Oh, yes, too true. The plan. The plan seeing us as potential murder victims who would conveniently disappear into thin air.

“Wild horses aren’t dragging me down there, not while Rakoczy’s lying over that desk, stoned out of his mind,” I said firmly.

“Look, first, he’ll be back on his feet again by now, and second, at least five of his men are waiting down there.” He put out his hand to me. “Come on, we must hurry. And there’s nothing to be afraid of; Alastair wouldn’t stand a chance against those Kurucs, even if he brought reinforcements with him. They can see in the dark like cats, and I’ve seen them do things with knives and swords that verge on magic.” He waited until I had put my hand in his, then smiled slightly, and added, “And I’m still here as well.”

But before we’d even started, Lavinia appeared in the doorway, and with her—as breathless as she was—the First Secretary in his bright parrot plumage.

“Ah, here they are. Both of them,” said Lavinia. She looked remarkably fit for someone who had been fainting away just now, if not quite as beautiful as before. Streaks of reddened skin showed through the layer of pale powder on her face. All that running up and down stairs must have made her break out in a sweat. There were spots of red on her plunging neckline too.

I was glad to see that Gideon didn’t even glance at her. “I know we’re late, Sir Alfred,” he said. “We were just on our way down.”

“That … won’t be necessary,” replied Alcott, gasping for air. “There’s been a little change of plan.”

He didn’t have to explain any further, because Lord Alastair came into the room after him, not in the least out of breath, but smiling unpleasantly.

“So we meet again,” he said. He was followed like a shadow by his ghostly black-clad ancestor, who instantly started uttering murderous threats. “May the unworthy die an unworthy death!” and so on. I’d nicknamed him Darth Vader when we last met, because of his hoarse voice, and I envied everyone else present, who could neither see him nor hear him. His dead beetle-black eyes fixed on us with sheer hatred in them.

Gideon bowed his head. “Lord Alastair, what a surprise.”

“Just as I intended,” said Lord Alastair, smiling smugly. “A surprise is what I wanted to give you.”

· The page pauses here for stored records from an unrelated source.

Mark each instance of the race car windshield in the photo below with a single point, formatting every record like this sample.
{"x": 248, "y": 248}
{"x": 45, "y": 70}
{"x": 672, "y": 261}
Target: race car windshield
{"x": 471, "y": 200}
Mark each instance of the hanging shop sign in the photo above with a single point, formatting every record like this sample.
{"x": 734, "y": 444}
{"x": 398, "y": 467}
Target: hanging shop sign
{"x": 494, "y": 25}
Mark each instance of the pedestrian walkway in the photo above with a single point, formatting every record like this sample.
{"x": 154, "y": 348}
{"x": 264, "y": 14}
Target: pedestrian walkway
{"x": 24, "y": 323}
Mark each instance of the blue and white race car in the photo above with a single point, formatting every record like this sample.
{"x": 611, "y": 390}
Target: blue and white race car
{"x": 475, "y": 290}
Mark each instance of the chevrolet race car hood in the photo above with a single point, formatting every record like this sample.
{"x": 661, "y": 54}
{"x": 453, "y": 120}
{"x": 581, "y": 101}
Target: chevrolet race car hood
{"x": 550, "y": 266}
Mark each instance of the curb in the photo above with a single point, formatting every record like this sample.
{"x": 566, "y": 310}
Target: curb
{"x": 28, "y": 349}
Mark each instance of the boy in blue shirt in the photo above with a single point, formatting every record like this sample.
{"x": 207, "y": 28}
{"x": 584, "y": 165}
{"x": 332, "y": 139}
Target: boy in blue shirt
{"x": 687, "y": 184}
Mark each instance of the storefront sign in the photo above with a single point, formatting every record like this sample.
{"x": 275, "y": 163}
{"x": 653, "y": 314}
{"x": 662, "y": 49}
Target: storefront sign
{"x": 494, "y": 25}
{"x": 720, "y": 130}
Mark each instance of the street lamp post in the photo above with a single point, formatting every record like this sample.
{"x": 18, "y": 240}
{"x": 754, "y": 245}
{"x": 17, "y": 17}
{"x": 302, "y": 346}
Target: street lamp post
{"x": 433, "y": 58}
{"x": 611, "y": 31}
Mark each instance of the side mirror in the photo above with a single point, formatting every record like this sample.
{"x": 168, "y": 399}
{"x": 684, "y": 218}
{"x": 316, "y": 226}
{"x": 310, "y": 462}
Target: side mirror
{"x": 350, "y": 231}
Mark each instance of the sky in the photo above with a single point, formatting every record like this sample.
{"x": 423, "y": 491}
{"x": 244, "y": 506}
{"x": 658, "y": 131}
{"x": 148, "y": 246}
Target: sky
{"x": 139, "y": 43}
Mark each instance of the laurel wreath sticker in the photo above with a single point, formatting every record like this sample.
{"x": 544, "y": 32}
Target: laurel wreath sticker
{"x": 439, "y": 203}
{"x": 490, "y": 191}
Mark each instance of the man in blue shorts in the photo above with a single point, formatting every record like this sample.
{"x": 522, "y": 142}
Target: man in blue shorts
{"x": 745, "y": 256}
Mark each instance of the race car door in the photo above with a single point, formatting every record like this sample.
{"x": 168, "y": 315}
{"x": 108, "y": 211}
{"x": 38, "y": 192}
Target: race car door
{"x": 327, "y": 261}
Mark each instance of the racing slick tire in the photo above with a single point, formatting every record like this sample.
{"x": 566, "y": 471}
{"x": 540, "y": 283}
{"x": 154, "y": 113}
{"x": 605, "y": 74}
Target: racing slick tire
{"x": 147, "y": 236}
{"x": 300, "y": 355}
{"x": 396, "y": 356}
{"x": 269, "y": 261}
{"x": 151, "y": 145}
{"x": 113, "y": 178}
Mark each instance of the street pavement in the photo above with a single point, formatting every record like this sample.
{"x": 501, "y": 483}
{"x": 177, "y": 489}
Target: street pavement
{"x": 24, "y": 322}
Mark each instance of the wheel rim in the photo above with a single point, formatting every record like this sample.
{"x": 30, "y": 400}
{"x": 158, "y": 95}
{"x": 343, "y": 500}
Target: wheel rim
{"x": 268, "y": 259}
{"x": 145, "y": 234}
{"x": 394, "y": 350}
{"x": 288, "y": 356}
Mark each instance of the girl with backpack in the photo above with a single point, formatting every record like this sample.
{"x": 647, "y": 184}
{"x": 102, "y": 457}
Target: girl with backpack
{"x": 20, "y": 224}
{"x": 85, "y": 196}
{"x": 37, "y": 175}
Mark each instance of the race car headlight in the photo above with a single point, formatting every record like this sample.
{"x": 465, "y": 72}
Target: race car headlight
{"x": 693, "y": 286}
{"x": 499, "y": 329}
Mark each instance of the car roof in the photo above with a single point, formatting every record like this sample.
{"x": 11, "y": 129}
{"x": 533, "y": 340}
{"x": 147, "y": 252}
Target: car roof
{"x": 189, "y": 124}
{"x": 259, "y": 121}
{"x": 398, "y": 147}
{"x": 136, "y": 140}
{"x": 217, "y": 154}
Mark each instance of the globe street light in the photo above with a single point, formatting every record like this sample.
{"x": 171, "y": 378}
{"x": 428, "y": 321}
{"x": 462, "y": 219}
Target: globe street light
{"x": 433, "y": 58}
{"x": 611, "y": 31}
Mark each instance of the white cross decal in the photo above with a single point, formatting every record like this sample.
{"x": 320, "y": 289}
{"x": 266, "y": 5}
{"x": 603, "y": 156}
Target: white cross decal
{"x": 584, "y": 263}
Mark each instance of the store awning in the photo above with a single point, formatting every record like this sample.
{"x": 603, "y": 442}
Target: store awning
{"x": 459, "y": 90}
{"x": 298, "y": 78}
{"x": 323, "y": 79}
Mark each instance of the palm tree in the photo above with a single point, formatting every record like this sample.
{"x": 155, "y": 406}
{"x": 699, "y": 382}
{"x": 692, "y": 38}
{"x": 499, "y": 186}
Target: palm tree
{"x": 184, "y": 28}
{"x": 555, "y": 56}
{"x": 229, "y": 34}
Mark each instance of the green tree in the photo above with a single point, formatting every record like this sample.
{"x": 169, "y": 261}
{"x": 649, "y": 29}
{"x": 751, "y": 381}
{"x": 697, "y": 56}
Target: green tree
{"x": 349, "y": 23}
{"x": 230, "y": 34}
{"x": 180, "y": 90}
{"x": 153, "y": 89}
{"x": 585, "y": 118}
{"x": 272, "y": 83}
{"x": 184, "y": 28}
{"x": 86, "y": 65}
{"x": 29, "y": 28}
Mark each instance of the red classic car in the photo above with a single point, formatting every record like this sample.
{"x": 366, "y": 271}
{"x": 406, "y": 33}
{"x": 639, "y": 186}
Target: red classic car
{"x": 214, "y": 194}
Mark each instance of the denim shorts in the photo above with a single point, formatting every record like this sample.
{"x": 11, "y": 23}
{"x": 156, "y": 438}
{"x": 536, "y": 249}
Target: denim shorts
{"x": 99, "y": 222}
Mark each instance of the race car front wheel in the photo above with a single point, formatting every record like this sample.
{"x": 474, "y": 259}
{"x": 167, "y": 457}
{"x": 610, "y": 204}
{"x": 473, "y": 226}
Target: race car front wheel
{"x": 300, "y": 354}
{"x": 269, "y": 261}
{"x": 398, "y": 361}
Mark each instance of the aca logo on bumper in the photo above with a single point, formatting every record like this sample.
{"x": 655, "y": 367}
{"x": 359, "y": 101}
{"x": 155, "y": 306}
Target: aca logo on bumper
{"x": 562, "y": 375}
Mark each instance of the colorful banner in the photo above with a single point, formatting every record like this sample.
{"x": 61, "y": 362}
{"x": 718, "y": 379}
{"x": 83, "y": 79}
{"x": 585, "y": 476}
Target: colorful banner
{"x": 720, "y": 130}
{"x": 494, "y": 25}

Almost imperceptibly, Gideon steered me farther into the corner, so that the desk was between us and the visitors, which didn’t make me feel much better, because it was a very fragile lady’s desk in the Rococo style. I’d rather it had been a good stout oak table.

“I understand you,” said Gideon politely.

I understood him too. The murder scene had obviously been simply shifted from the cellar to this pretty room, because the First Secretary was the traitor in the ranks of the Guardians and Lavinia was a snake in the grass. Simple, really. Instead of shaking with fear, I suddenly felt more like giggling. This was just too much for one day!

“But I thought you’d have been a little more discriminating in your murder plans, after getting the lines of descent of the time travelers into your hands,” said Gideon.

Lord Alastair made a dismissive gesture. “The family trees that the demon from the future brought us showed only that it is impossible to wipe out your lines of descent entirely,” he said. “I prefer the direct method.”

“Madame d’Urfé alone, the lady who lived at the court of the king of France, had so many descendants that it would take more than one human life to track them all down,” added the First Secretary. “Putting an end to you here and now seems to me an absolute necessity. If you hadn’t defended yourself so ably in Hyde Park the other day, it would all be over and done with now.”